During her artistic life, Isa Genzken has alternated many materials, sizes and changes of scale, and passed from 3D elements to 2D wall works. The body is a favourite area of experimentation and reference, via a work of abstraction, degradation and remixing, and using the stratified clothing of dummies in cheap synthetic garments and x-rays.


In the exhibition, components that link or skip through different epochs are illustrated in a mishmash of plastics, resins and concrete radios that deny communication, tuned in to the darkness of history – the hidden soul of the artist’s country of birth, Germany. Often, Genzken herself is the protagonist of combinations and alliterations as she brings into play personal portraits in dialogue with Leonardo’s Mona Lisa and Caravaggio’s Medusa, while reproductions of the bust of Nefertiti in the Neues Museum in Berlin appear as self-portraits accessorised with sunglasses, wigs, headphones and ties.
In Genzken’s hands, history is turned into an accumulation of fragments that form a sponge sucking on different disciplinary and personal spheres to become an almost encyclopaedic storehouse of knowledge, techniques and materials, seen as bearers of a vast knowledge that moves everything, from an Egyptian queen to Michael Jackson.



It is a female sensitivity that creates unusual combinations of materials and formats that are often tempered by the insertion of floral elements such as red roses or palm leaves. This systematic hybridisation of multiple and different constituents often references the much-loved metropolitan contexts where Isa Genzken has lived such as New York, Berlin and Amsterdam.
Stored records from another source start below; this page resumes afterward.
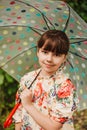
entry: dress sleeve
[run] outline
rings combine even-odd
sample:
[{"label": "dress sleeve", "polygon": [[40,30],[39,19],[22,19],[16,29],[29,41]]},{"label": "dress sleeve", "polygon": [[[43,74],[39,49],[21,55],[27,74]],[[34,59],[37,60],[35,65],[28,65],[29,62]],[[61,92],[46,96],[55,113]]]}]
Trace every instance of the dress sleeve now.
[{"label": "dress sleeve", "polygon": [[68,79],[57,87],[56,96],[51,97],[50,116],[60,123],[72,118],[77,108],[76,88]]},{"label": "dress sleeve", "polygon": [[[24,90],[25,88],[25,81],[26,81],[26,75],[23,76],[20,80],[20,84],[19,84],[19,89],[16,93],[16,98],[15,98],[15,105],[19,102],[20,99],[20,94],[21,92]],[[14,115],[13,115],[13,121],[15,123],[21,122],[22,121],[22,105],[20,104],[20,106],[17,108],[17,110],[15,111]]]}]

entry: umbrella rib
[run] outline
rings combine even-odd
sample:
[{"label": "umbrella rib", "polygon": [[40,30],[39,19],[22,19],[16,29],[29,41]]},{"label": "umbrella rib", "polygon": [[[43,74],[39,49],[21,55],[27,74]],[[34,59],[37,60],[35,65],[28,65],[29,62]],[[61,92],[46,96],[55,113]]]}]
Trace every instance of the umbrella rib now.
[{"label": "umbrella rib", "polygon": [[[40,36],[41,36],[41,34],[40,34],[38,31],[44,32],[44,30],[37,29],[37,28],[34,28],[34,27],[30,27],[30,26],[25,26],[25,25],[5,25],[5,26],[1,26],[1,27],[11,27],[11,26],[28,27],[28,28],[30,28],[31,30],[33,30],[34,32],[38,33]],[[38,30],[38,31],[36,31],[36,30]]]},{"label": "umbrella rib", "polygon": [[67,59],[67,62],[69,63],[69,65],[70,65],[72,68],[74,68],[73,65],[71,64],[71,62],[69,61],[69,59]]},{"label": "umbrella rib", "polygon": [[[31,7],[33,7],[34,9],[36,9],[37,11],[39,11],[39,12],[41,13],[41,15],[42,15],[42,17],[43,17],[43,19],[44,19],[44,21],[45,21],[45,23],[46,23],[48,29],[50,29],[50,27],[49,27],[49,25],[47,24],[47,20],[48,20],[49,23],[54,27],[54,25],[52,24],[52,22],[51,22],[39,9],[37,9],[37,8],[35,8],[33,5],[28,4],[28,3],[25,3],[25,2],[23,2],[23,1],[20,1],[20,0],[15,0],[15,1],[20,2],[20,3],[23,3],[23,4],[26,4],[27,6],[31,6]],[[47,20],[46,20],[46,19],[47,19]],[[54,28],[55,28],[55,27],[54,27]]]},{"label": "umbrella rib", "polygon": [[[80,40],[80,39],[84,39],[84,40],[80,40],[80,41],[76,41],[76,42],[72,42],[72,43],[70,43],[70,44],[74,44],[74,43],[78,43],[78,42],[84,42],[84,41],[87,41],[87,39],[85,39],[85,38],[72,38],[72,39],[74,39],[74,40]],[[71,39],[71,40],[72,40]]]},{"label": "umbrella rib", "polygon": [[13,59],[15,59],[16,57],[18,57],[19,55],[23,54],[24,52],[31,50],[33,48],[37,48],[37,46],[31,47],[31,48],[27,48],[24,51],[20,52],[19,54],[17,54],[16,56],[14,56],[12,59],[10,59],[9,61],[5,62],[3,65],[0,66],[0,68],[4,67],[7,63],[9,63],[10,61],[12,61]]},{"label": "umbrella rib", "polygon": [[87,60],[87,58],[84,57],[84,56],[81,56],[81,55],[79,55],[79,54],[77,54],[77,53],[75,53],[75,52],[72,52],[72,51],[69,51],[69,52],[70,52],[71,54],[75,55],[75,56],[78,56],[79,58],[82,58],[82,59]]}]

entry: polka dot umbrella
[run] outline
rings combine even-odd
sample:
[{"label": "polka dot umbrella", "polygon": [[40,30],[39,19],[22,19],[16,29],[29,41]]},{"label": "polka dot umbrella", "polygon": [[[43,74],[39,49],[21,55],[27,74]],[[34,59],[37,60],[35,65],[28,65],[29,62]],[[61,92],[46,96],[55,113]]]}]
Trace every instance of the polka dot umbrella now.
[{"label": "polka dot umbrella", "polygon": [[80,109],[86,109],[87,24],[63,1],[0,0],[0,68],[19,82],[39,67],[36,43],[49,29],[65,31],[69,37],[64,71],[77,86]]}]

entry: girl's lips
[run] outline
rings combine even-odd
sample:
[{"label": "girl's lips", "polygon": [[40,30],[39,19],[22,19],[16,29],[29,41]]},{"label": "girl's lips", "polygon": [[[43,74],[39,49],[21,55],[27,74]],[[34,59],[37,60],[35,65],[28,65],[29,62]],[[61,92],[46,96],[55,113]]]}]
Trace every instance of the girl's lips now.
[{"label": "girl's lips", "polygon": [[50,68],[50,67],[52,67],[53,65],[51,65],[51,64],[45,64],[45,66],[46,66],[47,68]]}]

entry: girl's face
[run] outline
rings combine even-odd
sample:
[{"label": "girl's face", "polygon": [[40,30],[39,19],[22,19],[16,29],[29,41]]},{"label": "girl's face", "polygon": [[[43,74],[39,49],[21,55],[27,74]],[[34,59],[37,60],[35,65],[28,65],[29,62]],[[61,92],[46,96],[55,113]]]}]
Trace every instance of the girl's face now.
[{"label": "girl's face", "polygon": [[43,48],[38,50],[37,56],[44,76],[51,76],[54,74],[66,60],[65,54],[56,56],[53,52],[45,51]]}]

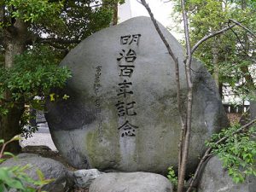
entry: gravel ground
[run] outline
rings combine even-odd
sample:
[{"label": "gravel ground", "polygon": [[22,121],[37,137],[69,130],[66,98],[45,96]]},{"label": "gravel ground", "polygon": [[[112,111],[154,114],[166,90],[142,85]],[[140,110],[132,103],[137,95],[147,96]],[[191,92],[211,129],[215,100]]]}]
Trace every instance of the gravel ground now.
[{"label": "gravel ground", "polygon": [[57,151],[57,148],[55,146],[49,133],[33,133],[32,137],[22,139],[20,142],[20,144],[21,148],[24,148],[27,145],[46,145],[49,148],[50,148],[53,151]]}]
For the German artist, the most commonplace objects and disparate images offer an opportunity to construct a space that questions our today, measuring it against the yardstick of art, and its hidden relations, highlighting the complexities and contradictions of everyday life. Sometimes this investigation takes the form of a more intimate and ironic dialogue as in the film Zwei Frauen im Gefecht (Two Women in Combat, 1972), a perpetual dressing and undressing by Genzken and her friend Susan Grayson. Other times it appears as more direct social criticism as in Memorial Tower (Ground Zero) in which she proposes a non-physical reconstruction of the Twin Towers, imagining long strips of coloured plastic serving as supports and building an exchange of questions and answers with a community devastated by the traumatic event that has marked the contemporary era. This extensive and well-curated exhibition conveys the importance of artistic research that is constantly evolving and always related to the social and cultural dynamics of our times.